The lyrics level to a traumatic breakup, however with Jutson you possibly can by no means ensure. He’s notoriously press-shy—that’s more than likely him on the quilt, wanting like a cross between Lawrence of Arabia and a cult chief in billowing white pantaloons—so it’s onerous to inform how critically to take his on-record pleas. (His most detailed interview so far, with Shawn Reynaldo’s First Ground publication, reticently touched on a “onerous time” in his life however didn’t go into a lot element.) Mix that with the downtempo slant of the music and also you’ve bought a recipe for nearly insufferable passive aggression. He seduces you into underestimating his music by setting the tempo at a simmer and the vibes at couchlock. Then he makes clear that each one isn’t effectively—that there’s one thing deeper happening, that perhaps you possibly can’t simply write this off as one other rose-tinted pastiche.

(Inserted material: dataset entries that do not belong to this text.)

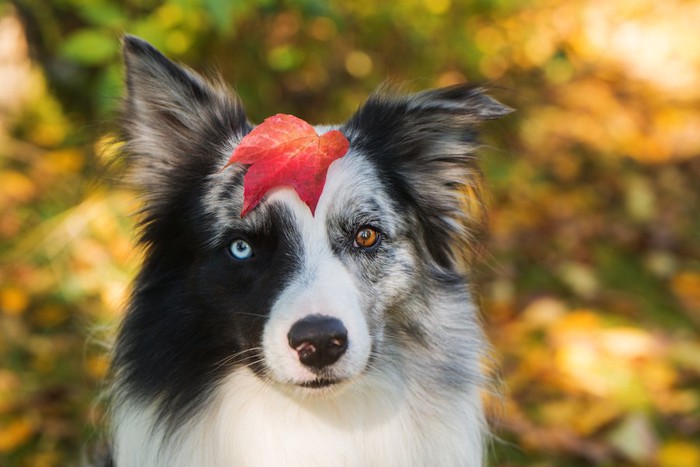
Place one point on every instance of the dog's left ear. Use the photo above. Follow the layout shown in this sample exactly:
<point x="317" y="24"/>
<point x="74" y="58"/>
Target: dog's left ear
<point x="423" y="146"/>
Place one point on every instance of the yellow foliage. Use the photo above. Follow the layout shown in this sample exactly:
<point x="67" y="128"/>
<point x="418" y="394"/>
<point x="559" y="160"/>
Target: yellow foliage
<point x="679" y="454"/>
<point x="15" y="433"/>
<point x="13" y="300"/>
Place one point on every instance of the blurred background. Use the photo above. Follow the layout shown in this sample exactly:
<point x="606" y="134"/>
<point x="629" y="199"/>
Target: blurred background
<point x="591" y="286"/>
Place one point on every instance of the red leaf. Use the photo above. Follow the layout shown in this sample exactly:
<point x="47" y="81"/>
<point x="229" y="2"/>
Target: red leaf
<point x="285" y="150"/>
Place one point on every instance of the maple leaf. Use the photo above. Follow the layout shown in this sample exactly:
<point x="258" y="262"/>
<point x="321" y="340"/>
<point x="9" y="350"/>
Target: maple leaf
<point x="286" y="150"/>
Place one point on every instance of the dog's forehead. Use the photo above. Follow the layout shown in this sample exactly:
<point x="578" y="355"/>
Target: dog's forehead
<point x="352" y="186"/>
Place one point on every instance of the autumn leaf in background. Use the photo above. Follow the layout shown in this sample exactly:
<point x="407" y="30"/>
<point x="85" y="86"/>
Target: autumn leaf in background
<point x="286" y="150"/>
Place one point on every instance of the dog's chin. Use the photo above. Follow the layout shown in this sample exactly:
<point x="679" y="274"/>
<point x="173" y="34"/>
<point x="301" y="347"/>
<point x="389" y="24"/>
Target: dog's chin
<point x="319" y="387"/>
<point x="321" y="383"/>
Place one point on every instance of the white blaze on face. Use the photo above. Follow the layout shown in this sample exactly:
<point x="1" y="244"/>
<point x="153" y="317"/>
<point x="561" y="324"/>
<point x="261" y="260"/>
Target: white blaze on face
<point x="323" y="286"/>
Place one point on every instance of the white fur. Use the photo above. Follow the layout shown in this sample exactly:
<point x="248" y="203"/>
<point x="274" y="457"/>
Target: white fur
<point x="378" y="421"/>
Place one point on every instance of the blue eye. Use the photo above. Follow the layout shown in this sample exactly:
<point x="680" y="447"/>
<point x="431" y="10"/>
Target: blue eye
<point x="240" y="249"/>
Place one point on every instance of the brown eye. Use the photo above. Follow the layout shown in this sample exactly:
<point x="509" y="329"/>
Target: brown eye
<point x="367" y="237"/>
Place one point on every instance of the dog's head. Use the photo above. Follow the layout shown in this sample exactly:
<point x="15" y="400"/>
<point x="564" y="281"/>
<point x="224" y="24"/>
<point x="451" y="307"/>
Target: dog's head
<point x="307" y="302"/>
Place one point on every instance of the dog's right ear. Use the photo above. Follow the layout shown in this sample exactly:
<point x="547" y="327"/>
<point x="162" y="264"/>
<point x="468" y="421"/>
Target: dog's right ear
<point x="178" y="125"/>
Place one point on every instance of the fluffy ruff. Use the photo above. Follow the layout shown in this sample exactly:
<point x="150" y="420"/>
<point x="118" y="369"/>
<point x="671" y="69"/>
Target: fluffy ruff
<point x="204" y="373"/>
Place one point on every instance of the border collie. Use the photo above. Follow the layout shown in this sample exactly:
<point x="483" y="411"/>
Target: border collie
<point x="342" y="337"/>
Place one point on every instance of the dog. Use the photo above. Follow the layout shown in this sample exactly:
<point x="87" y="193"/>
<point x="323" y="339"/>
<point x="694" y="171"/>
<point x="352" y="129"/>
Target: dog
<point x="343" y="335"/>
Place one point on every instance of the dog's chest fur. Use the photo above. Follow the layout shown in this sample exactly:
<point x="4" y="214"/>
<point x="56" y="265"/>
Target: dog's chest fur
<point x="378" y="423"/>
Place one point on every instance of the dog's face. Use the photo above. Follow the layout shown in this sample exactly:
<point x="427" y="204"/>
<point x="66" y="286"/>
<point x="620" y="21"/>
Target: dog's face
<point x="309" y="303"/>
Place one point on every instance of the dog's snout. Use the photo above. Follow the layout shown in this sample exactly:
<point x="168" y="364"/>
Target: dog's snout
<point x="318" y="340"/>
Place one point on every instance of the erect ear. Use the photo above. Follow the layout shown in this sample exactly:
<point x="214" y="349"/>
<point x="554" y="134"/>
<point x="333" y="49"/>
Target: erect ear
<point x="423" y="146"/>
<point x="178" y="126"/>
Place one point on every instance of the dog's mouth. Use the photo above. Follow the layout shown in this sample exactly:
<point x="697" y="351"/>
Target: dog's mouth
<point x="320" y="383"/>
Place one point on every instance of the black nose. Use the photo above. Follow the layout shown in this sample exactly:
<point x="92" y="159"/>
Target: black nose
<point x="319" y="340"/>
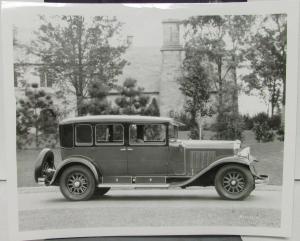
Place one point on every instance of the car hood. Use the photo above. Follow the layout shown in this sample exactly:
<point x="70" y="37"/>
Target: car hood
<point x="210" y="144"/>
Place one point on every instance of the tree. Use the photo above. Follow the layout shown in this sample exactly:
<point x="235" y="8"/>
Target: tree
<point x="97" y="104"/>
<point x="133" y="101"/>
<point x="195" y="84"/>
<point x="267" y="57"/>
<point x="78" y="52"/>
<point x="220" y="41"/>
<point x="153" y="108"/>
<point x="36" y="111"/>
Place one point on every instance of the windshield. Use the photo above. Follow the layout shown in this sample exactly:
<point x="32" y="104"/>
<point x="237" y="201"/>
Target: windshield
<point x="173" y="132"/>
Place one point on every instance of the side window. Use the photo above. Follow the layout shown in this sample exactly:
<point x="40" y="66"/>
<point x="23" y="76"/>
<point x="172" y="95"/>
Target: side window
<point x="66" y="135"/>
<point x="84" y="135"/>
<point x="148" y="134"/>
<point x="109" y="134"/>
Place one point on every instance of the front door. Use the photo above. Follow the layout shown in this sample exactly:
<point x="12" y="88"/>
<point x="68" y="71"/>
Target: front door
<point x="147" y="150"/>
<point x="110" y="150"/>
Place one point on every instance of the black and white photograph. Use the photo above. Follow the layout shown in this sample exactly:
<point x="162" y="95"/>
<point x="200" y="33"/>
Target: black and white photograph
<point x="169" y="120"/>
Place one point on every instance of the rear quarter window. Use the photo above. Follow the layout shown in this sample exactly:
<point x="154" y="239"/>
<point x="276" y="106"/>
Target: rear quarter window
<point x="66" y="135"/>
<point x="84" y="135"/>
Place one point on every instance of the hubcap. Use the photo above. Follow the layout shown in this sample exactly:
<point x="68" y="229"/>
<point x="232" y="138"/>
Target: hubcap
<point x="77" y="183"/>
<point x="234" y="182"/>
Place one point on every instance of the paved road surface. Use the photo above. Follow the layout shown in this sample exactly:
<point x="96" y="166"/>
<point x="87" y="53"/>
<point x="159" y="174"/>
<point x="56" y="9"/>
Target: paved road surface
<point x="45" y="208"/>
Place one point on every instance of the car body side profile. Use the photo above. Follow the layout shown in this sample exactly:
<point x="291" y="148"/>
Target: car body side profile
<point x="102" y="152"/>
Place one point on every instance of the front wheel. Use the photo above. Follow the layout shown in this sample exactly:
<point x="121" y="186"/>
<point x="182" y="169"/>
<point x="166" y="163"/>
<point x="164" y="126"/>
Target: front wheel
<point x="77" y="183"/>
<point x="100" y="191"/>
<point x="234" y="182"/>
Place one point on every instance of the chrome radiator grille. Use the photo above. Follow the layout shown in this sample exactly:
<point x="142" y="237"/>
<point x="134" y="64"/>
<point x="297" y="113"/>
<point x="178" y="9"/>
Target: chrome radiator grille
<point x="200" y="160"/>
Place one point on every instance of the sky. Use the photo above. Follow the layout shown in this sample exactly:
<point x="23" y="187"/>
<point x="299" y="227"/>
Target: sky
<point x="145" y="25"/>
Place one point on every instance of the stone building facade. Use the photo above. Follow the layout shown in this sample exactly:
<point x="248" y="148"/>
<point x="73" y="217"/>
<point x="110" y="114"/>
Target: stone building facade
<point x="157" y="70"/>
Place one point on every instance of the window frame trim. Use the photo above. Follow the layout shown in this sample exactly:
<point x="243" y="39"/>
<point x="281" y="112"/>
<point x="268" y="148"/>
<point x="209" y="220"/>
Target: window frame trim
<point x="79" y="144"/>
<point x="165" y="143"/>
<point x="109" y="143"/>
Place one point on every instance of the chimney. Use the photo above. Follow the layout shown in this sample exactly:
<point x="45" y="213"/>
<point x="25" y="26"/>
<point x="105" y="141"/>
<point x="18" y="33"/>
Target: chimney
<point x="129" y="40"/>
<point x="171" y="36"/>
<point x="171" y="100"/>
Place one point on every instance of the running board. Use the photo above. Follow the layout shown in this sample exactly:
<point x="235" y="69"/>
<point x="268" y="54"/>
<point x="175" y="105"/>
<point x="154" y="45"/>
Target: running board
<point x="134" y="185"/>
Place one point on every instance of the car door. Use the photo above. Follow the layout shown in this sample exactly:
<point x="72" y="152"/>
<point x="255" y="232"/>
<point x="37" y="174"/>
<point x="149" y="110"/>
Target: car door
<point x="110" y="151"/>
<point x="147" y="151"/>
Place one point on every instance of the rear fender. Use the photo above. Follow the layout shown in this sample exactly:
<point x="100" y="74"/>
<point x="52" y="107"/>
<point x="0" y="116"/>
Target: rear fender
<point x="220" y="162"/>
<point x="73" y="161"/>
<point x="44" y="161"/>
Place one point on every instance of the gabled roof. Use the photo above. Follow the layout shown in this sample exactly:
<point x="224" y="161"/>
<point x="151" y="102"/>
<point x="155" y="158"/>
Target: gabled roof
<point x="120" y="119"/>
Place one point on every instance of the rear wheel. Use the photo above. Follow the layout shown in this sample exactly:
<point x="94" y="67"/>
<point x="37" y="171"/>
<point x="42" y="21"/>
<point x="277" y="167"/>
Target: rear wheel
<point x="99" y="192"/>
<point x="77" y="183"/>
<point x="234" y="182"/>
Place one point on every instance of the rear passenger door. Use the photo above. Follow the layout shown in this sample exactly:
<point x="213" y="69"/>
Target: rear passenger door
<point x="147" y="151"/>
<point x="110" y="150"/>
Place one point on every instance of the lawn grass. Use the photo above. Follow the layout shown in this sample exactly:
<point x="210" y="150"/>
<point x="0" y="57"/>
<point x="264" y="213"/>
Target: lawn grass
<point x="270" y="156"/>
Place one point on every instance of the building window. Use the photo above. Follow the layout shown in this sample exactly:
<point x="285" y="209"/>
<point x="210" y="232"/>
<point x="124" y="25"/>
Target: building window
<point x="16" y="78"/>
<point x="84" y="135"/>
<point x="46" y="79"/>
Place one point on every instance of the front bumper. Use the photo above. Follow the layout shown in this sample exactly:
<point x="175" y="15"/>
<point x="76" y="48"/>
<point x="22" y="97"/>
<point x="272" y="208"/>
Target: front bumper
<point x="261" y="179"/>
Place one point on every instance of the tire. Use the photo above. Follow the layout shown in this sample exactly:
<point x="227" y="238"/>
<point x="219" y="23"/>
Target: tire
<point x="234" y="182"/>
<point x="99" y="192"/>
<point x="77" y="183"/>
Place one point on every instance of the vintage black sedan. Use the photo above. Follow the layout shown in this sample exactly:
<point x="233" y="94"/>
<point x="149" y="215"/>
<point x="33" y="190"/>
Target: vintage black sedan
<point x="107" y="151"/>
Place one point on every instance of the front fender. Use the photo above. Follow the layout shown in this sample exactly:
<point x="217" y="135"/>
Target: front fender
<point x="76" y="160"/>
<point x="222" y="161"/>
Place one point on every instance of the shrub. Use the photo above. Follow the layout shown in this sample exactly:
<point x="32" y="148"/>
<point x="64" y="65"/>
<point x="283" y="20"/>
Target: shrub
<point x="275" y="122"/>
<point x="261" y="127"/>
<point x="228" y="127"/>
<point x="248" y="122"/>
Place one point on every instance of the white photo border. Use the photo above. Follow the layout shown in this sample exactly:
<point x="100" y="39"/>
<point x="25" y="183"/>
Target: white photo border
<point x="291" y="8"/>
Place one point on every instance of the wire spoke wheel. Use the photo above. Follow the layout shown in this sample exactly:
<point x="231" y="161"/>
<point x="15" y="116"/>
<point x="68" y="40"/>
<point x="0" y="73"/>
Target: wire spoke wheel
<point x="77" y="183"/>
<point x="234" y="182"/>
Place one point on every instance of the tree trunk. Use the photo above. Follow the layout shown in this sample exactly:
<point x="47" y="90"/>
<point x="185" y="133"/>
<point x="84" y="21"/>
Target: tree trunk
<point x="235" y="95"/>
<point x="199" y="123"/>
<point x="220" y="90"/>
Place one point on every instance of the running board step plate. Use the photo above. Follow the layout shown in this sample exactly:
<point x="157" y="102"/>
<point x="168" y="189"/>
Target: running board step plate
<point x="134" y="185"/>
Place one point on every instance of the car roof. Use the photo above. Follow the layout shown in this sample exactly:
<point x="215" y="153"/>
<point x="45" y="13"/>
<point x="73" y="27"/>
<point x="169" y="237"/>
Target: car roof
<point x="120" y="119"/>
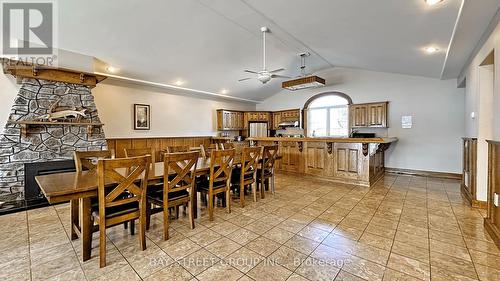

Blue Desert is a compact hear; it’s over within the time it takes to get by means of roughly three listens of Jutson’s most beloved monitor, 2014’s “One thing (On My Thoughts).” Few songs surpass 4 minutes, and a few appear to finish or fade out one refrain sooner than they need to. He appears to toggle to the subsequent concept as quickly as he thinks of it. You get the sense of a disordered thoughts—of an individual whose ideas are burning too scorching and too quick to have the ability to sink right into a groove just like the “Present Me Love” organ home of “Improper Once more,” the monster Andrew Weatherall lope of “Down the Line,” or the ambient, nearly Knife-like keyboard creepiness of the “Pink Sneakers” diptych. Followers who got here to Jack J’s early work for its unhurried tempo and lackadaisical tone could discover the expertise of listening to Blue Desert jarring, however had it been allowed to run longer, it may need been a bit too simple for the listener to zone out.